WTF?! A report by intelligence group Sensity, who research faked images and other malicious visual media, revealed that a deepfake bot was made freely available on the messaging platform Telegram. With this bot, users publically released nude deepfakes of thousands of women based on widely available social media photos.
A recent report has uncovered over 100,000 faked nude photos of women based on social media images, which were then shared online.
This type of deepfake technology is no new feat. Similar software has unfortunately been used to produce fake pornographic content of celebrities for years.
This dramatic new increase in images stems from a "deepfake bot" residing in the private channel of the messaging app Telegram. Users can send innocuous photographs of women, and the bot will disrobe them and spread them on the messaging platform.
The service's administrator, known as "P" online, responded to this reporting: "I don't care that much. This is entertainment that does not carry violence." P went on to say that the quality of images was unrealistic enough that it would not be used for blackmail and downplayed the application's harm, stating, "There are wars, diseases, many bad things that are harmful in the world."
Sensity, the intelligence company researching this recent deepfake uplift, stated that between July 2019 and 2020, a reported 104,852 women were targeted by publically shared images. Follow-up research into pages on which the deepfake bot was advertised revealed that this number might actually be closer to an unbelievable 680,000 people targeted.
"Having a social media account with public photos is enough for anyone to become a target," warned Sensity's chief executive, Giorgio Patrini. While the technology is not novel, Patrini says targeting private individuals is a "relatively new" practice.

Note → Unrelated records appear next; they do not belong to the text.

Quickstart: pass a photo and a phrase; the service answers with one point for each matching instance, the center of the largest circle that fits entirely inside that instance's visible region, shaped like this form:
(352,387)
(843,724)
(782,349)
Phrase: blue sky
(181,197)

Reporters at the BBC have tried this bot with consent from participants and found the results to be "poor," including one image of a "woman with a belly button on her diaphram."

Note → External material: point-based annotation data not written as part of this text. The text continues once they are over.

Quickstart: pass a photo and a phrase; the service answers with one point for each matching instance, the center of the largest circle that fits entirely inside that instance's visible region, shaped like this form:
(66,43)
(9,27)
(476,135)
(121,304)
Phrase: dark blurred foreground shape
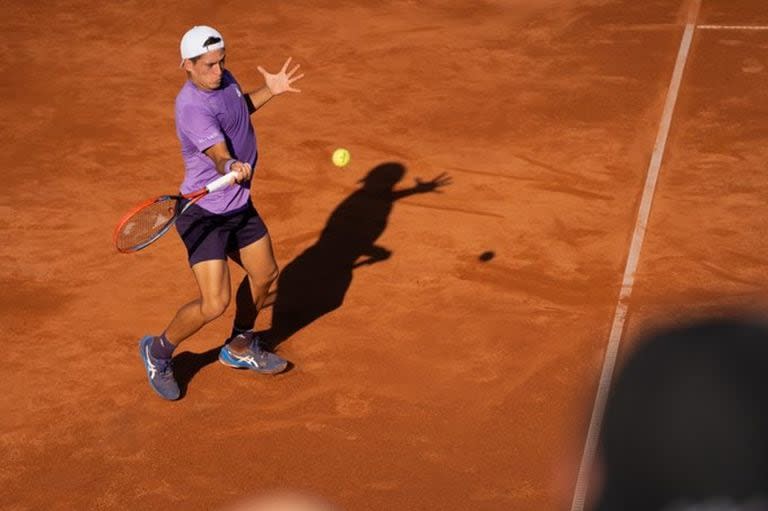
(686,423)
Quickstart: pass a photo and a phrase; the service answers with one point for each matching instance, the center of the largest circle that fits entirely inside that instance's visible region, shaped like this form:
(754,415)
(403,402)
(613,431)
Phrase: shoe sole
(279,370)
(146,371)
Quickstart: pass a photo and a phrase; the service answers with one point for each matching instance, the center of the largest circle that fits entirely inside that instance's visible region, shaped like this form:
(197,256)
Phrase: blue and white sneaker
(159,372)
(255,358)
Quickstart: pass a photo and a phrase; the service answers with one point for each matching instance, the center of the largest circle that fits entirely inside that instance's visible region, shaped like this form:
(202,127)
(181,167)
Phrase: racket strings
(146,224)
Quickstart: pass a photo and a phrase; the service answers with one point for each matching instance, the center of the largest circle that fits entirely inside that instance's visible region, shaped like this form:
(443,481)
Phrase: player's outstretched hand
(281,81)
(433,185)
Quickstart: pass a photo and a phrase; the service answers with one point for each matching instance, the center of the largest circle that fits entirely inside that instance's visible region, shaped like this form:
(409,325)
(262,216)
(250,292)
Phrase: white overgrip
(221,182)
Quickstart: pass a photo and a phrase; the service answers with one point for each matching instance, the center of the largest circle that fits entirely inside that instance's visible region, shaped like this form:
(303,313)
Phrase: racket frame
(183,202)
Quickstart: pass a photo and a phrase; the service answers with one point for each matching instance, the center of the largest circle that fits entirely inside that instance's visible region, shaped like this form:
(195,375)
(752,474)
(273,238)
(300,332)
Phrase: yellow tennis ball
(340,157)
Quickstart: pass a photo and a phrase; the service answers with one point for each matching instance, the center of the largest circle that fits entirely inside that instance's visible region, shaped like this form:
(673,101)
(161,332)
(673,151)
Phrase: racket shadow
(315,283)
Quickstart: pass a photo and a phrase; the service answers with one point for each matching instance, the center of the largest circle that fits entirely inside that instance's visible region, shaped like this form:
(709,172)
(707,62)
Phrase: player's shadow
(187,364)
(316,281)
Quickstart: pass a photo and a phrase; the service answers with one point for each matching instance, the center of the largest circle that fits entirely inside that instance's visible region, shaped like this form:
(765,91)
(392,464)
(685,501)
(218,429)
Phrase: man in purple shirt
(214,128)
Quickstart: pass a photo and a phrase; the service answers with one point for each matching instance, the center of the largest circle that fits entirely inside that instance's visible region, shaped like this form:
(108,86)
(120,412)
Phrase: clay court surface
(435,379)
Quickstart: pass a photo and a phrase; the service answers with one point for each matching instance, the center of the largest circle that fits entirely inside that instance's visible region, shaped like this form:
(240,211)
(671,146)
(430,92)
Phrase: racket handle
(221,182)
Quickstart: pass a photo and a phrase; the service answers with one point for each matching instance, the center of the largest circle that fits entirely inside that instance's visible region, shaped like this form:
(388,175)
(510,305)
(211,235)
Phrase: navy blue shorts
(210,236)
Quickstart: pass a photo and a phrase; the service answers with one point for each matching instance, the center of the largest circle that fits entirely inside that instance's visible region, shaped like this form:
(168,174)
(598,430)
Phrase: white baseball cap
(193,44)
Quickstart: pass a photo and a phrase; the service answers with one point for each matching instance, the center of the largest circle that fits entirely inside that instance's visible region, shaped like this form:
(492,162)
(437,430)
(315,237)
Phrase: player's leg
(206,243)
(156,351)
(258,261)
(213,282)
(253,251)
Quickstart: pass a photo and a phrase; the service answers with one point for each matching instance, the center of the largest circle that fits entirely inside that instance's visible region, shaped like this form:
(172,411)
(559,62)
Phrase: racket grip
(221,182)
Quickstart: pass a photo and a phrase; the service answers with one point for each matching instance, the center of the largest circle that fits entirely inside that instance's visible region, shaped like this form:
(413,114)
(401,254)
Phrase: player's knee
(212,308)
(266,278)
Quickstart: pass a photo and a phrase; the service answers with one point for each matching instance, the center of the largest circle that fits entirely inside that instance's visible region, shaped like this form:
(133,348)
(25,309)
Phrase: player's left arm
(274,85)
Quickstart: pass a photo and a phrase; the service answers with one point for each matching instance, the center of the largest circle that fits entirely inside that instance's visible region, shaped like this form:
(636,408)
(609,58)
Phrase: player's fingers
(292,71)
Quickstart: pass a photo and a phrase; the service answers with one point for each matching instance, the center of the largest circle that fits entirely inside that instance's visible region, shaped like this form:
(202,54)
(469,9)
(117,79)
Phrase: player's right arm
(224,162)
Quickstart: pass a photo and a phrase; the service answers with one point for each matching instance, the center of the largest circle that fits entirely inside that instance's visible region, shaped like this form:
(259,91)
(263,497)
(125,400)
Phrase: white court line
(732,27)
(609,363)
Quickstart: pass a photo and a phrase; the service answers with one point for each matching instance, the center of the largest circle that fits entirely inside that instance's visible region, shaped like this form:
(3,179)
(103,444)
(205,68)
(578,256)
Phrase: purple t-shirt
(205,118)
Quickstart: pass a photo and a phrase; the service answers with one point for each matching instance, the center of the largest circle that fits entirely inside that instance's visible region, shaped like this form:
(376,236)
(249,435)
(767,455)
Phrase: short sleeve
(199,126)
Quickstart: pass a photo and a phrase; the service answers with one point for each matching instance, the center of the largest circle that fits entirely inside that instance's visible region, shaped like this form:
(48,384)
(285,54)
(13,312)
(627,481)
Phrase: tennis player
(214,127)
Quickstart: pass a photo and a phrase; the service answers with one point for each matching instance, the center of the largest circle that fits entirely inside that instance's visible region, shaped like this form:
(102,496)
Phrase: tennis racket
(147,222)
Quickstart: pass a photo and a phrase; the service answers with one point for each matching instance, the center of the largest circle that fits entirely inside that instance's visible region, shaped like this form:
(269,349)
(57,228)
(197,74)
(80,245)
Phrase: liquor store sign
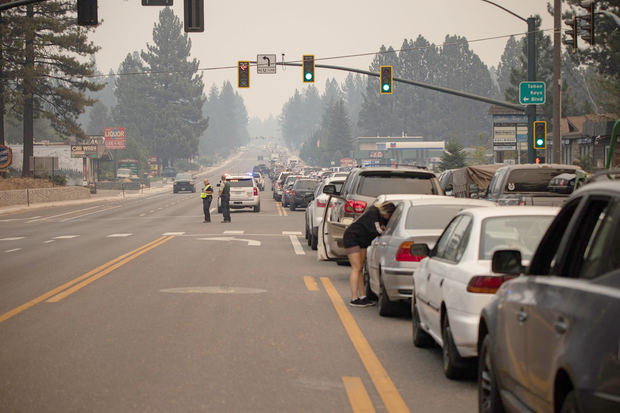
(114,138)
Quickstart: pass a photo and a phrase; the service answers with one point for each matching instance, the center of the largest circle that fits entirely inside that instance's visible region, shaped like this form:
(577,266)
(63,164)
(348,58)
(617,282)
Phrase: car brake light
(487,284)
(354,206)
(404,253)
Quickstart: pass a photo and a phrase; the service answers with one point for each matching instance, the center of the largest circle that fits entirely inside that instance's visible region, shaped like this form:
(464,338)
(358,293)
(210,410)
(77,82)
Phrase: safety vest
(207,191)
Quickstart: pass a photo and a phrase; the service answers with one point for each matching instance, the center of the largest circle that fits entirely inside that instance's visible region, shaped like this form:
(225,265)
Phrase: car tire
(421,338)
(489,400)
(570,405)
(386,307)
(452,362)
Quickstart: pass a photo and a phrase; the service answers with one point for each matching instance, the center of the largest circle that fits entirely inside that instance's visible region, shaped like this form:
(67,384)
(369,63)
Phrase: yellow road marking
(106,271)
(383,383)
(68,284)
(358,396)
(311,285)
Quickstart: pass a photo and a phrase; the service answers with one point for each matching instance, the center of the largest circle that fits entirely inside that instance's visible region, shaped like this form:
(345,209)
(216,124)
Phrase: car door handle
(522,316)
(560,326)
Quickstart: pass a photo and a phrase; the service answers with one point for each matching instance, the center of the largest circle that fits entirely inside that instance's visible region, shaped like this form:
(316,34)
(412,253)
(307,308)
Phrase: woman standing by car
(357,237)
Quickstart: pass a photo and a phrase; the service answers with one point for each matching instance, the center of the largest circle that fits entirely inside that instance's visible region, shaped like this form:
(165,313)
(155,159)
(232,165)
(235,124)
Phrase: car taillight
(354,206)
(404,253)
(487,284)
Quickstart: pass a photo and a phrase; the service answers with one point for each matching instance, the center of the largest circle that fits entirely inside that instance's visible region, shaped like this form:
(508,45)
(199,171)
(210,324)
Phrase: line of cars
(526,298)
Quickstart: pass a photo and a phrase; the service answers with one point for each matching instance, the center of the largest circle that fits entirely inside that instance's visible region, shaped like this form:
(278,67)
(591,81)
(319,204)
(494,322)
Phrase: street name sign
(532,93)
(266,64)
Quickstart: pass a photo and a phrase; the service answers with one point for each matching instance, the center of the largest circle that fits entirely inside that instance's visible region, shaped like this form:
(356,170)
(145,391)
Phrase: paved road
(137,305)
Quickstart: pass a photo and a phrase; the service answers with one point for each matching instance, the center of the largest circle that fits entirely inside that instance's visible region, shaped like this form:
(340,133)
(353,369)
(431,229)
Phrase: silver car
(390,264)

Some of the images revealed in this investigation reportedly appeared underage, "suggesting that some users were primarily using the bot to generate and share paedophilic content."
As administrator, P has said that pedophilic content is deleted if it is found and has even claimed he will soon delete all images shared on the platform.
Surveys of this bot-service's users showed 70% of the roughly 101,000 members were from Russian and ex-USSR countries where Telegram is a popular messaging app. Sensity's research also showed the bot advertised heavily on Russian media website, VK.
"Many of these websites or apps do not hide or operate underground, because they are not strictly outlawed," said Sensity's Giorgio Patrini. "Until that happens, I am afraid it will only get worse."
Victims of faked porn can be seriously impacted both personally and professionally, and as a result, certain states in the U.S. have banned the act, though it is not outlawed nationally.
A report from Durham University and the University of Kent described the state-of-play of legal protections around deepfakes and revenge porn in the UK to be "inconsistent, out-of-date and confusing."
The Sensity report's authors apparently shared this information with law enforcement and the platform and media groups in question but have not received any response.